„Wandern macht süchtig“

Bild: privat

Philipp Fuge hat Germanistik, Geschichte und Medizin studiert. Der 39-Jährige arbeitet als Arzt in Berlin und ist ein begeisterter Wanderer. 2019 ist er von Gibraltar ans Nordkap gelaufen. Darüber hat er ein Buch geschrieben: „Der Weg ist mein Zuhause“.  Ich habe  mit dem Weitwanderer über seine Motivation und seine Erlebnisse gesprochen.

Du bist ja schon einmal von Berlin zum Nordkap gelaufen. Wie bist du auf die Idee gekommen?
Philipp Fuge. Schon seit vielen Jahren mache ich in meinen Ferien mehrwöchige Touren, vor allem in Skandinavien. Hinterher habe ich mich jedes Mal gefragt: Wie wäre das, wenn du noch monatelang weiterlaufen könntest? Und irgendwann dachte ich: Hey, wenn du das wirklich willst, dann mach’s! Viel zu oft zögern wir zu lange, und dann ist der Zug abgefahren.

Soweit die Füße tragen.                                                                                            Bild: Philipp Fuge

Was reizt dich am Weitwandern?
Philipp Fuge. Raus zu sein aus den Routinen des Alltags. Das sesshafte Leben, das ich sonst führe, eine Zeit lang von außen betrachten zu können und dadurch neu zu mir selbst zu finden. Dabei hilft mir der enge Bezug zur Natur, der zwangsläufig entsteht, wenn man rund um die Uhr draußen ist, und das Reduziertsein auf das Wesentliche: Ich brauche nicht mehr, als ich selbst tragen kann und lebe voll und ganz im Augenblick. Es geht um nichts weiter als darum, einen Fuß vor den anderen zu setzen.

Du hast ja als Arzt einen anstrengenden Beruf. Sehnst du dich da nicht manchmal nach Erholung? Einem Strandurlaub? Purem Nichtstun?
Philipp Fuge. Wandern ist für mich Erholung. Wenn ich im Urlaub rumsitzen muss, werde ich nervös. Stress baue ich am besten ab, wenn ich mich körperlich anstrenge: Radeln, Joggen, Klettern, Skifahren oder eben Wandern.

Allein mit der Natur.                                                                                                     Bild: Philipp Fuge

Der Weg ist nicht nur dein Zuhause, wie dein letztes Buch heißt.

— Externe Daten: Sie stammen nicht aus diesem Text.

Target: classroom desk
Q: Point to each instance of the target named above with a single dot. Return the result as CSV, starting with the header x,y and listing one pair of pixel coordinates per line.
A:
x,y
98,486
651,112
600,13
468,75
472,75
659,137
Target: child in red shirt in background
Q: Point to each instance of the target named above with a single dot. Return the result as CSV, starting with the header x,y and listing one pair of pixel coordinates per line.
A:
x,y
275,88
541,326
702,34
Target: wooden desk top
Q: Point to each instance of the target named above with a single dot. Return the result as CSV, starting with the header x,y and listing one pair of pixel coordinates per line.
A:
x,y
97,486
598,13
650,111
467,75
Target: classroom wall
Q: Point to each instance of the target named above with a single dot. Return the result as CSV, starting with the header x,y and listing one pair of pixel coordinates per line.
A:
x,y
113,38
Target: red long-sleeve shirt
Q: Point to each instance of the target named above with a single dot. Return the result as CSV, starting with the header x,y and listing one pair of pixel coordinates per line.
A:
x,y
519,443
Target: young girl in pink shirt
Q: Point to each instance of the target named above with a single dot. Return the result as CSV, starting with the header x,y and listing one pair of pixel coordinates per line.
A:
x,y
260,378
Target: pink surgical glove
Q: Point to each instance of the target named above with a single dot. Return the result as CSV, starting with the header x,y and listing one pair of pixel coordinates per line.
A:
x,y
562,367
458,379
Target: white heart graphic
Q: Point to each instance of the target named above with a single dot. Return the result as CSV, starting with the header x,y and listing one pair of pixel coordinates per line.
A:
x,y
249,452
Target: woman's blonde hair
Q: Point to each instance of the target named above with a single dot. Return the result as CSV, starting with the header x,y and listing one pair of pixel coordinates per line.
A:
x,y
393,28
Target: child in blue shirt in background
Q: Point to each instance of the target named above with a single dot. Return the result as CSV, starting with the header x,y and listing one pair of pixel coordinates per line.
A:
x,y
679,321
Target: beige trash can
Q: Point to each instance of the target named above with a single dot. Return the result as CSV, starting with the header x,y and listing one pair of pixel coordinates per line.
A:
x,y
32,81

Er führt ja auch zu dir selbst. Du bist die meiste Zeit mit dir und der Natur allein. Ist das nicht anstrengend?
Philipp Fuge. Ja, manchmal ist das auch anstrengend, aber zugleich bedeutet es eine große Freiheit. Niemand bestimmt über mich und auch ich muss über niemanden bestimmen. Ich bin ganz allein für mich verantwortlich, kann mich an niemanden anlehnen und niemandem die Schuld in die Schuhe schieben. Wenn’s schief läuft, dann war ich das und wenn‘s gut läuft auch. Ich muss allein auf meine eigene Kraft und Entscheidungsfähigkeit vertrauen. Das ist eine gute Übung, um sich selbst besser kennen und lieben zu lernen – mit allem, was dazu gehört, auch den Schwächen und Ängsten.

„Wie ein Kind, das zum
ersten Mal die Welt entdeckt“

Die Erfahrung der Langsamkeit, auch der Monotonie ist in unserer Gesellschaft eher selten. Wir lenken uns gern ab, sind immer erreichbar und gönnen uns kaum Momente, in denen wir offline sind. Ist dein Weitwandern auch so etwas wie Flucht aus der gegenwärtigen Reiz-Überflutung?
Philipp Fuge. Ja, auf jeden Fall! Auch das ist ein Grund, warum ich manchmal gern allein unterwegs bin und das Handy oft nur zum Fotografieren nutze. Ich will keine Ablenkung von außen, ich will nur das sehen, was gerade da ist. Wenn man ganz und gar im Augenblick lebt und alles andere ausblendet, nimmt man die Umgebung viel intensiver wahr. Man lernt zu staunen und sich über alle möglichen Dinge zu freuen, die einem sonst vielleicht gar nicht aufgefallen wären. Ich fühle mich dann immer ein bisschen wie ein Kind, das zum ersten Mal die Welt entdeckt.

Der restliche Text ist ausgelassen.